Effective date: January 1, 2023
Implementation date: May 9, 2023
The Risk of Misuse and Diversion of Buprenorphine for Opioid Use Disorder Appears to Be Low in Medicare Part D
On May 18, the OIG published a Data Brief regarding the risk of misuse and diversion of buprenorphine in Medicare Part D in 2021. This data may hold future relevance, as Congress repealed a requirement from the Drug Addiction Treatment Act (DATA) in 2022 that previously required providers to obtain a waiver through SAMHSA to prescribe or administer buprenorphine in office-based settings. Providers were also limited in the number of patients they could treat. Because this data brief examines buprenorphine prior to the repeal of this waiver, this data may be compared in the future to data from after the repeal of the waiver.
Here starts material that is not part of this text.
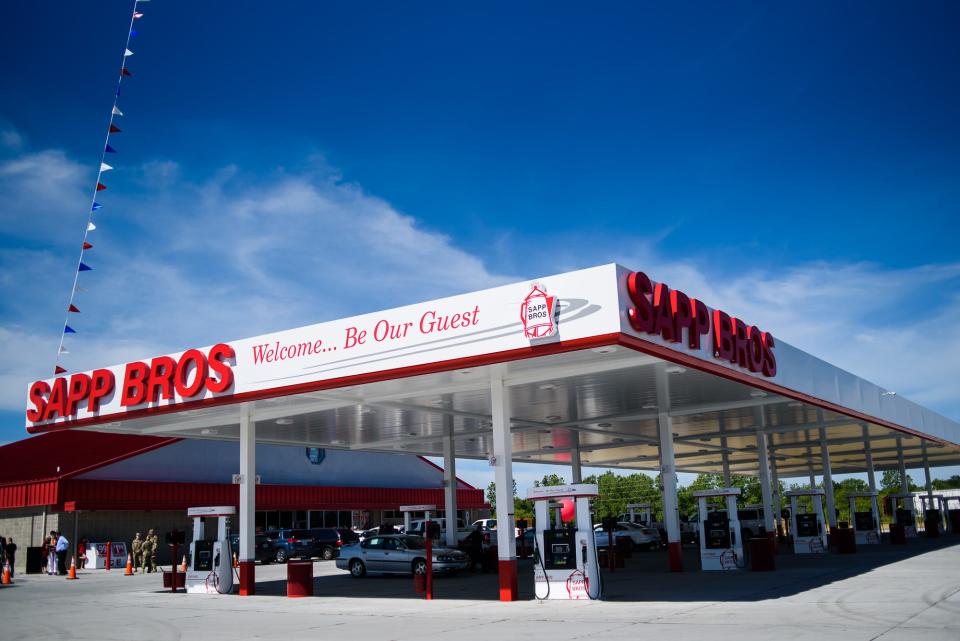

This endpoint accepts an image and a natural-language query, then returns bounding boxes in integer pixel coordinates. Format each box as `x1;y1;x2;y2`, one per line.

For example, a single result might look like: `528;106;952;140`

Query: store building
0;431;488;572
The data brief showed that in 2021, almost all Part D enrollees who received buprenorphine for the treatment of opioid use disorder received the recommended amounts. Most prescribers ordered buprenorphine for a limited number of Part D enrollees and very few providers had patterns that raised concern. The OIG said these findings support the repeal of the DATA waiver, as the risk of misuse and diversion of buprenorphine is low, and repealing the waiver may increase access to necessary treatment.
Use of CR Modifier, DR Condition Code After End of PHE
On May 18, CMS published a reminder in MLN Connects regarding the use of the CR modifier and DR condition code after the end of the PHE. These should only be used during a PHE when a formal waiver is in place except for two exceptions, which apply to specific scenarios for DMEPOS suppliers and SNF and swing-bed providers.
FAQ: CMS Waivers, Flexibilities, and the End of the COVID-19 PHE
On May 19, CMS updated an FAQ regarding the end of CMS waivers and flexibilities for the COVID-19 PHE. CMS added questions 21-24 on page 9 regarding whether hospitals can bill for PT, OT, SLP, DSMT, or MNT provided via telehealth, Medicare payment for a subsequent nursing facility or subsequent inpatient visit when furnished via telehealth, and enforcement discretion for teaching physicians using virtual presence and billing for services involving residents in residency training sites outside of an MSA after the PHE ends.